В карете «скорой» пронзительно пищали приборы.

«Его родственники далеко, я его единственный друг!»

Что-то кольнуло в руку. По телу потекло болезненное тепло.

«Даниэль, ты слышишь меня? Пожалуйста, живи…»


В палате пищал кардиомонитор. Молодая медсестра суетилась вокруг Даниэля, меняя капельницу, поправляя датчики на его груди и кислородный катетер. Усталый небритый врач, сдвинув на нос очки, задумчиво изучал листок с результатами исследований. Ирвину почему-то хотелось ему врезать.

– Мда, – доктор прикрепил распечатку к изножью кровати, на которой лежал, отсутствующе рассматривая нежно-голубую стену, Даниэль. – Так когда, говорите, прибудут его родители? Нужно обсудить с ними лечение.

– С минуты на минуту, – вздохнул Ирвин и сжал пальцами металлическую ручку сбоку кровати, чтобы и впрямь невзначай не зарядить в нос этому очкарику. – От Уилберга досюда полтора часа езды… И вообще, ему уже девятнадцать! Почему бы вам не назначить лечение прямо сейчас? Присутствие родителей для этого обязательно?

Врач снял очки и потёр тыльной стороной ладони покрасневшие глаза.

– Молодой человек… Проблема гораздо серьезнее, чем можно было ожидать. Острая сердечная недостаточность наступила из-за того, что клапанное кольцо опасно сузилось, причем произошло это недавно. Исследования, которые проводились полгода назад, не показывали видимой динамики патологии, а сейчас картина неутешительна. Стимулом могла послужить какая-нибудь инфекция, даже простуда… В любом случае, медлить с операцией больше нельзя.
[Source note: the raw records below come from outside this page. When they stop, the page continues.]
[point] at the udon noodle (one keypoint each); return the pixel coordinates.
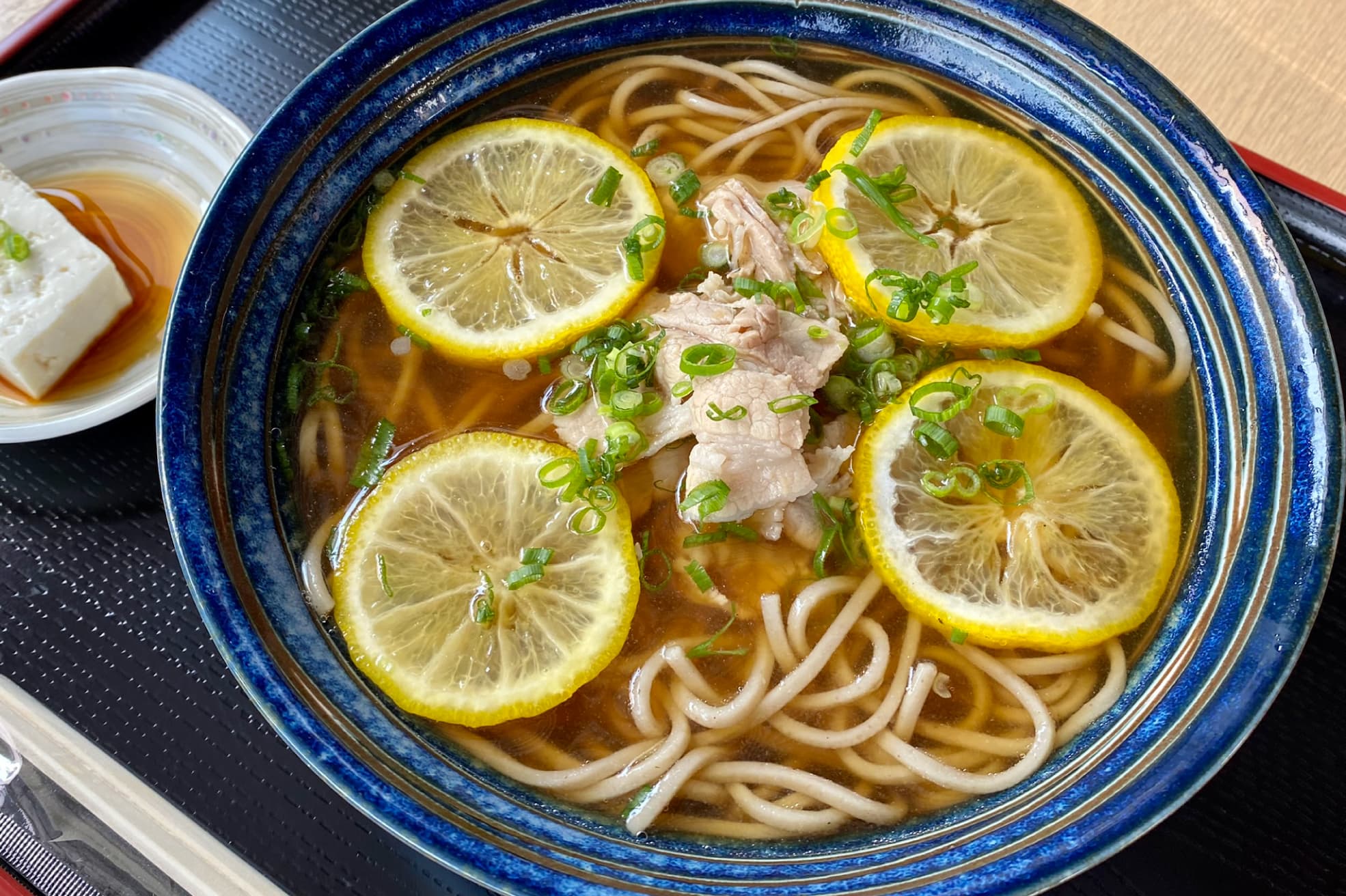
(843, 708)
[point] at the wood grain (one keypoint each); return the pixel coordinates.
(1269, 73)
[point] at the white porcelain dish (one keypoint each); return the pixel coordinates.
(139, 123)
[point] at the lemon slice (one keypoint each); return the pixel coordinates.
(498, 255)
(1086, 559)
(983, 197)
(420, 583)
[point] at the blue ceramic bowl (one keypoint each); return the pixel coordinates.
(1268, 409)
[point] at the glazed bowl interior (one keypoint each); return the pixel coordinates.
(1264, 400)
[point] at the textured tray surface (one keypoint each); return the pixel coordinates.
(97, 624)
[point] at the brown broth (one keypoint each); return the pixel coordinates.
(146, 230)
(427, 396)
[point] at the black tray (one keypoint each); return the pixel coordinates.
(97, 624)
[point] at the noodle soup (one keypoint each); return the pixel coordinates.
(782, 661)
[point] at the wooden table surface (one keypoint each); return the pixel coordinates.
(1269, 73)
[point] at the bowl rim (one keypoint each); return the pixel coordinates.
(116, 395)
(1241, 199)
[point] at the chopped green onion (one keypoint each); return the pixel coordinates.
(875, 194)
(842, 392)
(484, 602)
(634, 264)
(344, 283)
(587, 521)
(871, 341)
(785, 47)
(536, 556)
(646, 555)
(937, 440)
(709, 359)
(699, 576)
(637, 801)
(625, 404)
(556, 474)
(807, 225)
(791, 403)
(706, 499)
(684, 186)
(566, 396)
(707, 647)
(664, 170)
(693, 276)
(842, 224)
(419, 341)
(866, 132)
(383, 575)
(715, 255)
(602, 496)
(784, 205)
(960, 481)
(1011, 354)
(625, 443)
(649, 232)
(737, 412)
(739, 531)
(525, 575)
(14, 242)
(699, 538)
(816, 179)
(820, 555)
(1003, 475)
(961, 399)
(373, 453)
(939, 295)
(605, 188)
(1002, 421)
Доктор замолчал. Наступившая тишина нарушалась лишь монотонным писком приборов. Ирвину казалось, что его вот-вот стошнит от этого противного звука, от запахов медикаментов, которыми пропитались стены больницы, от резкого контраста бьющего в глаза света лампы и чернеющего за окном неба. Он сглотнул подкатывающий к горлу ком, уставившись на свои руки, крепко сжимающие холодный металл.
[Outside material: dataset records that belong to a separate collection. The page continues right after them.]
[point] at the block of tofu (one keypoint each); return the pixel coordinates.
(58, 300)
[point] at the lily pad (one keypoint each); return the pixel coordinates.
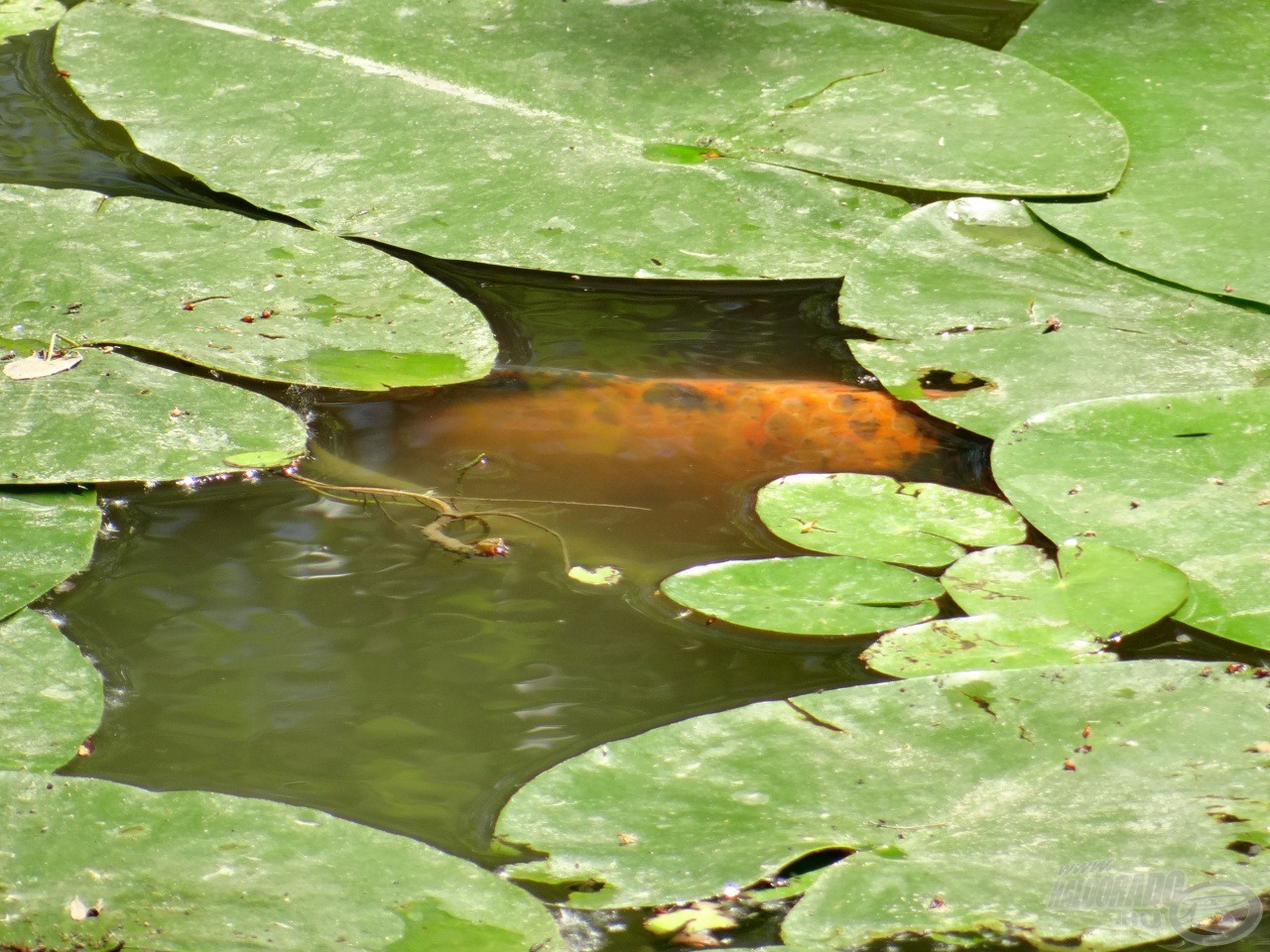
(45, 537)
(1188, 81)
(1095, 585)
(1182, 477)
(982, 643)
(685, 157)
(807, 595)
(24, 16)
(113, 417)
(875, 517)
(216, 874)
(255, 298)
(1025, 321)
(53, 697)
(968, 801)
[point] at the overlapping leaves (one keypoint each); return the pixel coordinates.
(956, 796)
(1182, 477)
(254, 298)
(1019, 320)
(663, 139)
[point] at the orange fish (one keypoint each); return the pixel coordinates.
(610, 438)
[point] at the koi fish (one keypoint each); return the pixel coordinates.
(611, 438)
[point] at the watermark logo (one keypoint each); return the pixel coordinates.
(1211, 912)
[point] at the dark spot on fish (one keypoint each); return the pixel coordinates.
(679, 397)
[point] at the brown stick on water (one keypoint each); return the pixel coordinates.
(434, 531)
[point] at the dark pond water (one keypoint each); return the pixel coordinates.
(258, 639)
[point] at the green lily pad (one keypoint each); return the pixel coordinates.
(984, 643)
(807, 595)
(875, 517)
(19, 17)
(113, 419)
(254, 298)
(216, 874)
(684, 159)
(45, 537)
(1093, 585)
(1182, 477)
(957, 794)
(53, 697)
(1188, 81)
(1028, 321)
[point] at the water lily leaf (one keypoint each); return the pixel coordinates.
(982, 643)
(1182, 477)
(875, 517)
(806, 595)
(24, 16)
(645, 176)
(45, 537)
(1026, 321)
(1188, 84)
(53, 697)
(254, 298)
(113, 419)
(957, 794)
(1093, 585)
(41, 366)
(212, 873)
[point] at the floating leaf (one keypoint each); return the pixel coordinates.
(51, 701)
(982, 643)
(875, 517)
(36, 366)
(45, 537)
(1026, 321)
(695, 918)
(1188, 81)
(952, 792)
(1093, 585)
(208, 873)
(1182, 477)
(483, 149)
(119, 419)
(254, 298)
(24, 16)
(806, 595)
(603, 575)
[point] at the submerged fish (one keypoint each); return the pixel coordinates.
(612, 438)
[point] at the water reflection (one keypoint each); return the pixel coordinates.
(267, 642)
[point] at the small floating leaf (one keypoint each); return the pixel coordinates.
(119, 419)
(952, 792)
(807, 595)
(982, 643)
(45, 537)
(1188, 81)
(875, 517)
(19, 17)
(1092, 585)
(603, 575)
(259, 299)
(1184, 477)
(51, 699)
(35, 367)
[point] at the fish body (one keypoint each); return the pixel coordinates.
(602, 436)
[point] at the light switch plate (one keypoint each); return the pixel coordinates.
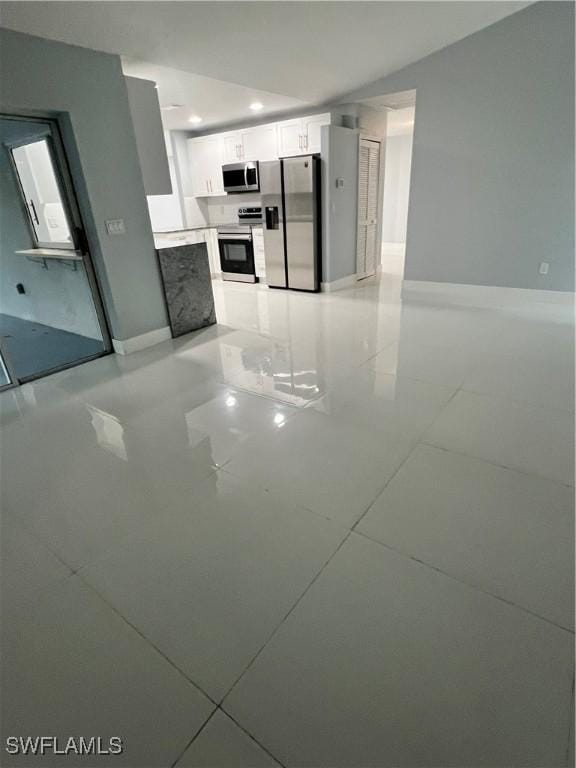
(115, 227)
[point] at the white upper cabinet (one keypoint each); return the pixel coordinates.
(206, 159)
(257, 143)
(290, 138)
(232, 146)
(301, 136)
(312, 132)
(207, 154)
(260, 143)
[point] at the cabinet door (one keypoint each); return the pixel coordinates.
(260, 143)
(290, 138)
(213, 251)
(232, 147)
(259, 254)
(312, 131)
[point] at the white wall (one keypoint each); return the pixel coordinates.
(149, 132)
(492, 188)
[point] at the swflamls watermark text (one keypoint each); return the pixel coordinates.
(72, 745)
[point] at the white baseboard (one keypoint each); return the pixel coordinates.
(337, 285)
(136, 343)
(484, 294)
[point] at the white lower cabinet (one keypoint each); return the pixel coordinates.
(213, 251)
(259, 256)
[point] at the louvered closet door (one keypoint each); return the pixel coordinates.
(368, 179)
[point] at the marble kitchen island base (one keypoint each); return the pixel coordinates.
(187, 286)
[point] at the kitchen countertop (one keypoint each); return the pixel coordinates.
(195, 228)
(172, 238)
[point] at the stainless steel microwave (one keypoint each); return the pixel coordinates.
(241, 177)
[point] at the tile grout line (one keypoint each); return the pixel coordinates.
(571, 729)
(399, 467)
(193, 739)
(282, 621)
(468, 584)
(254, 739)
(524, 472)
(147, 640)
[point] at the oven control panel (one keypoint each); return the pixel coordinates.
(247, 215)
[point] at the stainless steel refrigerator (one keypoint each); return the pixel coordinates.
(290, 193)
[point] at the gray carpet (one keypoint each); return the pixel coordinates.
(35, 348)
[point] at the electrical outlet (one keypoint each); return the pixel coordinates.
(115, 227)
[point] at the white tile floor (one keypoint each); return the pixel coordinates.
(335, 530)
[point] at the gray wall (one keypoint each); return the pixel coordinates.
(145, 111)
(492, 187)
(87, 91)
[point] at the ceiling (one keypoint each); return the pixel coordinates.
(284, 54)
(400, 122)
(215, 101)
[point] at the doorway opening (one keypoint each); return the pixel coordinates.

– Я покину вас, – сказал врач. – Если что, воспользуйтесь кнопкой вызова медсестры. Когда его родные приедут, пусть зайдут ко мне. Кабинет двести пять, налево по коридору.
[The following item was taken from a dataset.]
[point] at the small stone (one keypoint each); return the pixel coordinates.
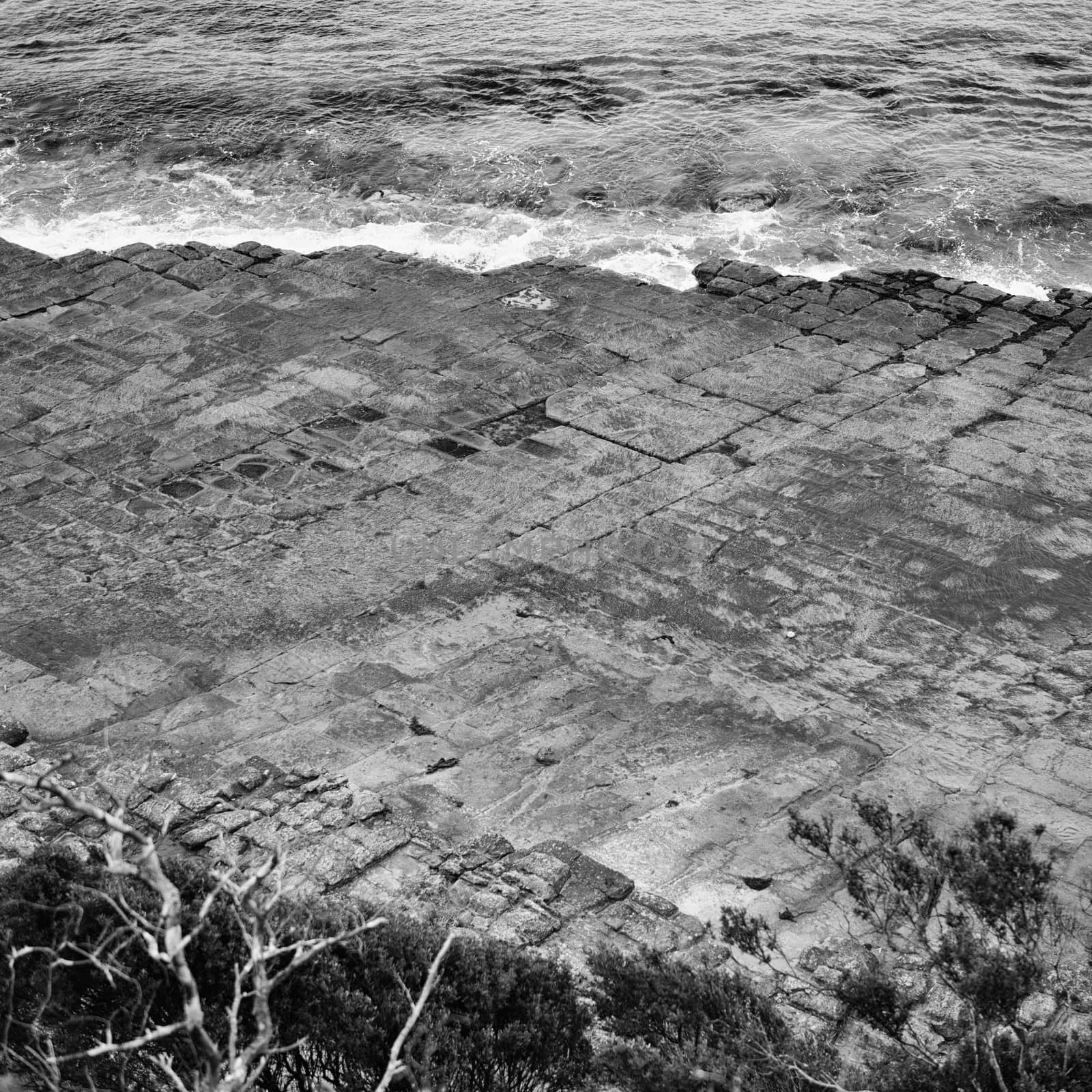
(14, 733)
(442, 764)
(655, 904)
Как только они с Даниэлем остались вдвоем, Ирвин тяжело приземлился на стул рядом с кроватью. Мышцы на ногах, да и во всём теле, были словно деревянными. В тот момент, когда он пришел в общежитие и увидел бессознательного Даниэля с посиневшими губами, включилась реакция «бей или беги». Дальше он действовал на автомате. Руки сами набирали «911», голос сам диктовал адрес, каким-то чудом он вспомнил навыки первой помощи, полученные в скаутском лагере. И по сию минуту ему казалось, что всё это происходит где-то далеко и не с ними. Желудок то и дело некстати напоминал о пропущенном обеде, но во рту было так сухо, что Ирвин понимал – он бы не смог впихнуть в себя ни кусочка пищи. В голове зажглась красная лампочка с надписью «Опасность», и организм перешел в особый режим существования.

Несколько минут он просто водил подушечками пальцев по руке Даниэля, ненароком задевая светящуюся красным огоньком прищепку на указательном пальце, которая, как пояснила медсестра, измеряет количество кислорода в крови. Из-за нее привычный черный лак пришлось стереть. Ладонь Даниэля казалась такой ледяной – едва ли теплее, чем та металлическая ручка, за которую Ирвин только что держался.

– Тебе холодно? – спросил он.

Даниэль смотрел куда-то сквозь него. Он сжал и разжал ладонь, будто сам не мог понять, что чувствует. Вопрос Ирвина так и остался без ответа. Секунды молчания отсчитывали своим писком приборы.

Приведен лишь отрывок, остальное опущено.